My dad screwed up three kids because of his terrible childhood and the answers he found:
Detach from family, religion and community and concentrate on your job/career. Be polite, kind, & ethical and others will return the favor.
It didn’t work well for him in the long run: he was still talking about his miserable childhood the day he died. And it didn’t work all that well for the three kids either. There’s me and two others. All of us have a price we’ve paid because of what he did and how. The others live in the “if you don’t talk about it, no one will know” fantasy world. My conclusion was that I had to deal with it. [ I added PTSD and abuse and had less support available.]
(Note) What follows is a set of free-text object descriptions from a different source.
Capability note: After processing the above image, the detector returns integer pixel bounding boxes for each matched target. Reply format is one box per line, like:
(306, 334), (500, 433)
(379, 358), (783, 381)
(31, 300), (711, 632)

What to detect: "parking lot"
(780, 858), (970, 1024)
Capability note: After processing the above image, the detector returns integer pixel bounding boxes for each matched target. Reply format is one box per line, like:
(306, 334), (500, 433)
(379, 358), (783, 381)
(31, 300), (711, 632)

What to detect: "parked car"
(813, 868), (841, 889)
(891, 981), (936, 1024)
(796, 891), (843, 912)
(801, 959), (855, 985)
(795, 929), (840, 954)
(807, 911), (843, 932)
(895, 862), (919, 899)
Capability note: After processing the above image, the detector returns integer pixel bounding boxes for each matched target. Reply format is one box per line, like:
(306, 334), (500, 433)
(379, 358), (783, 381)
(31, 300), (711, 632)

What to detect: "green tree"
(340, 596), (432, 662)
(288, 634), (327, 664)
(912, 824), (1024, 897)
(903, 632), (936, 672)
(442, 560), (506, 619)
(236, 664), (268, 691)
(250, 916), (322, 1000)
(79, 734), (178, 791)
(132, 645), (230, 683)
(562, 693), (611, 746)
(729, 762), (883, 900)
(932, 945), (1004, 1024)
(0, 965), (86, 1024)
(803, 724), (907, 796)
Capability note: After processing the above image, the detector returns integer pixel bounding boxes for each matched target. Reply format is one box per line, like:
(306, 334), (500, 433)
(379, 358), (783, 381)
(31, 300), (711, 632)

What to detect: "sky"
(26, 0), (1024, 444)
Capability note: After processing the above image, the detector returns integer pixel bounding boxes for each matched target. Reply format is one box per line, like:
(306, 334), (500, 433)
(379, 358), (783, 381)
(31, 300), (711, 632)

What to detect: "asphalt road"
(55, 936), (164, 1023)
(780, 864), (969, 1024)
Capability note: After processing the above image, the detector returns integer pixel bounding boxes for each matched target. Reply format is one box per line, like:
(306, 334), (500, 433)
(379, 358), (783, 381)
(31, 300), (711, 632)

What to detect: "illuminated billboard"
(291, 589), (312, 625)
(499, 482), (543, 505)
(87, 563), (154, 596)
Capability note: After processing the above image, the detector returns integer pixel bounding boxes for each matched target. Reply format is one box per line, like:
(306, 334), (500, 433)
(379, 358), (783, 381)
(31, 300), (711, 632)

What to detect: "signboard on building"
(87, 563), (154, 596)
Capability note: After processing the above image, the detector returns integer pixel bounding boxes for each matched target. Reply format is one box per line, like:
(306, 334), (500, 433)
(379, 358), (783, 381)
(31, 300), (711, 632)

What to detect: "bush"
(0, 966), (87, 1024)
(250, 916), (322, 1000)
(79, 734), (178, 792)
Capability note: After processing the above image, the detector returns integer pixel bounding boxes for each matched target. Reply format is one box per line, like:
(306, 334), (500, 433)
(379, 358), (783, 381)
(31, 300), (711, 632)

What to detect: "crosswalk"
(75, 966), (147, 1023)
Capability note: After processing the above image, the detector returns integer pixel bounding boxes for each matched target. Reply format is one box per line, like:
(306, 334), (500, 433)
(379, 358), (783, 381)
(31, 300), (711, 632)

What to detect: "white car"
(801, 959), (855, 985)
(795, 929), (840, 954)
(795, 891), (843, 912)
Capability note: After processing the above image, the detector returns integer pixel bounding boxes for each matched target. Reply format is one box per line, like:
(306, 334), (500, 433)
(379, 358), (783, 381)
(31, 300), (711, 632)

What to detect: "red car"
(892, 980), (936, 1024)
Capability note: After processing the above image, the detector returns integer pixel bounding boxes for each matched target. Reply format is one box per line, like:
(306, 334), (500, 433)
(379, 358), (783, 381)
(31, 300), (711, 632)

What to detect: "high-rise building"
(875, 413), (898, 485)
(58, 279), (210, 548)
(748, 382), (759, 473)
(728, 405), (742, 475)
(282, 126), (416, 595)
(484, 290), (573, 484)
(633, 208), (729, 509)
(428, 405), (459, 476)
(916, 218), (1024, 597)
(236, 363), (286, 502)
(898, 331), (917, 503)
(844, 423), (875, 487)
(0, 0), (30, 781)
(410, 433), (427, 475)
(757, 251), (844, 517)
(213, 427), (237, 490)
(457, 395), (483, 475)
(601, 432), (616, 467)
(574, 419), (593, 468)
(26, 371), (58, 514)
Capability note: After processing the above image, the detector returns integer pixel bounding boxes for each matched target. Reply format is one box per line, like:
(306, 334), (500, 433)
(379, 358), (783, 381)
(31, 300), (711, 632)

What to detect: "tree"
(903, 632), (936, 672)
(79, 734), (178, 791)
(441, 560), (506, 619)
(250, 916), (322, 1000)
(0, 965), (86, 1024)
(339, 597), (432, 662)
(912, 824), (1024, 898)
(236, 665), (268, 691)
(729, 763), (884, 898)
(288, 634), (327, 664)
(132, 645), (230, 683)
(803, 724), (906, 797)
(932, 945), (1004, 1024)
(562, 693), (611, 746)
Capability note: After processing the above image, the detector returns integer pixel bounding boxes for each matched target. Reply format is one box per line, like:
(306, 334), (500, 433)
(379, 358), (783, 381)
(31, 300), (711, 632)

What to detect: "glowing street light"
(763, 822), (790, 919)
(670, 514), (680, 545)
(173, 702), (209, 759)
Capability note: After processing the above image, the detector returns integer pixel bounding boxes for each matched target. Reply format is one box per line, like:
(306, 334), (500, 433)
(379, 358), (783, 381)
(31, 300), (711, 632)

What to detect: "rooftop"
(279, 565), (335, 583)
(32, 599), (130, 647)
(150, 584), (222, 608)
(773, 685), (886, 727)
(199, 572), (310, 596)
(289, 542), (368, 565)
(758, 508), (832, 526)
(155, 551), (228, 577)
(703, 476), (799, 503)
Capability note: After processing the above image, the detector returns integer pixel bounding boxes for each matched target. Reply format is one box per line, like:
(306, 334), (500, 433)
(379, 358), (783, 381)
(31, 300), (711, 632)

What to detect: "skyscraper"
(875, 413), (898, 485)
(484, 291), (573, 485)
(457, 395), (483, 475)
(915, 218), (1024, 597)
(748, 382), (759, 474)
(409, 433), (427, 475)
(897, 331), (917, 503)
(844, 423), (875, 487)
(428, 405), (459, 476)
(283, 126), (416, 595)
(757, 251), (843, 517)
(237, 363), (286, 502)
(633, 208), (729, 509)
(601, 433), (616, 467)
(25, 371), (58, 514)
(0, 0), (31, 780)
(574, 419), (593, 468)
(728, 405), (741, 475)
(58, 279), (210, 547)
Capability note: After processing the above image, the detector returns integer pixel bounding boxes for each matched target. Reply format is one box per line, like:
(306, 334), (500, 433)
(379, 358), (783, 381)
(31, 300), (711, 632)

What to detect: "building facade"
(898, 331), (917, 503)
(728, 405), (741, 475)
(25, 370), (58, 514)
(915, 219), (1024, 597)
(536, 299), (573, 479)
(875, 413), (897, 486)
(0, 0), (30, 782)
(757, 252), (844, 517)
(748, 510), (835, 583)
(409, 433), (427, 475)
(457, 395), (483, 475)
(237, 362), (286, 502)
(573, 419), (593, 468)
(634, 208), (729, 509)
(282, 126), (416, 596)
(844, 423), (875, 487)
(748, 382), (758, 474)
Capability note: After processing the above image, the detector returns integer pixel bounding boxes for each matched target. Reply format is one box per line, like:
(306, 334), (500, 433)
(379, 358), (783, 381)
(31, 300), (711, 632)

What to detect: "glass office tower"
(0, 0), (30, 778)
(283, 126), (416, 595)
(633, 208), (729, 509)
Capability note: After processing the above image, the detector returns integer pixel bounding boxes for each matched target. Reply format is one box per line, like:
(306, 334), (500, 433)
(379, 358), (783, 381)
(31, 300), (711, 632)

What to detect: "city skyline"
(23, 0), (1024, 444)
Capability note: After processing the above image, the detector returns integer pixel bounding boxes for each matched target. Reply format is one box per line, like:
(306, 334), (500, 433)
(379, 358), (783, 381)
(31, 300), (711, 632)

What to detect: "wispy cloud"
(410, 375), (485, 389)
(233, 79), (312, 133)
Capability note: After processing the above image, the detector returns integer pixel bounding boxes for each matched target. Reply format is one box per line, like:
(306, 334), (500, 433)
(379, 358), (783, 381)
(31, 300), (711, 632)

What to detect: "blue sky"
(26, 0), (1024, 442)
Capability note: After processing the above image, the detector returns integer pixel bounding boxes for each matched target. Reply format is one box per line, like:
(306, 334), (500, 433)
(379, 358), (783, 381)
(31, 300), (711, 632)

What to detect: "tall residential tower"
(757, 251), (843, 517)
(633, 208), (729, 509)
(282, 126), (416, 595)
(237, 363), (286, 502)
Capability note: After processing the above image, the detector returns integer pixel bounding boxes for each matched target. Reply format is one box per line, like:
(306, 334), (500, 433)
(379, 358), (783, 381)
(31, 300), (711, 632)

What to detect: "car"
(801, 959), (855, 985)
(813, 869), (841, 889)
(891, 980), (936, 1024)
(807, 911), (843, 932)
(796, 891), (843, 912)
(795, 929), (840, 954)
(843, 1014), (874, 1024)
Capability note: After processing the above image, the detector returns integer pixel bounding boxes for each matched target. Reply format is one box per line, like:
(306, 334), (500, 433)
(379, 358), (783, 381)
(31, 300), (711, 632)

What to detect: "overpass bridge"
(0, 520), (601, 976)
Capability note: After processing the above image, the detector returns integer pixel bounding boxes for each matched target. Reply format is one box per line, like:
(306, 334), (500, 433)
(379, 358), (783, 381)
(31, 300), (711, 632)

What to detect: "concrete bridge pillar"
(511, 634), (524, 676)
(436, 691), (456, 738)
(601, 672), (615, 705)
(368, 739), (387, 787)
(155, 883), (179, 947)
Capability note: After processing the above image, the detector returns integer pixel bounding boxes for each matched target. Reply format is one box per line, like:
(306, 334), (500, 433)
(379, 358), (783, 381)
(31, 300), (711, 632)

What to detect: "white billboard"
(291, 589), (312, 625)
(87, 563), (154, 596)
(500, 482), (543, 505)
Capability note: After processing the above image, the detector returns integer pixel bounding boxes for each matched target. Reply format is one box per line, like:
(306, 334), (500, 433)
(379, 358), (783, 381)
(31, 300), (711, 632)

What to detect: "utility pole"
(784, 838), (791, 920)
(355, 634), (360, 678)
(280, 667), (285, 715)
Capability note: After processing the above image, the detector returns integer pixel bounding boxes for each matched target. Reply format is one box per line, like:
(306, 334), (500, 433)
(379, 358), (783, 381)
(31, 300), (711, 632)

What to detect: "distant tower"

A friend and I had a long conversation about God, nature, wounding, etc. She’s deeply religious which I respect. She respects me and my opinions in return. We’re both abuse survivors, we’re both readers and beyond that and the fact that we live in the same state, we have very little in common. She was raised with many siblings, me with none at home, she was raised on a farm, me in the city, etc. We’ve been friends for nearly 20 years.
Wounding and peoples’ responses to it keeps coming up, in my conversations with friends, with neighbors, etc. People keep telling me they admire the fact that I didn’t give up.
I am a fraud — I did give up (and do) — over & over. But also I haven’t, at least once more. Isn’t that all it takes? The idea that it takes courage or strength or fortitude to me is laughable. What it takes is being stubborn, resilient and the ability to get yourself to try and change whatever once. All it takes is being willing/able to throw yourself into the fray one more time. Maybe my attitude is different?
What I want? What I really would love is to not have to do it at all! There are times when I think having amnesia might be wonderful? But I realize I’d probably lose all the good stuff too, and then it doesn’t sound like such a great idea.
It isn’t so much that I loathe running around this wheel that doesn’t seem to go very far, but that I want to be off the wheel –outside the cage altogether! There’s another whole world out there!!!
I’m really scared that until the end of my days I’ll still be in here, going ’round and ’round — getting nowhere in a hurry.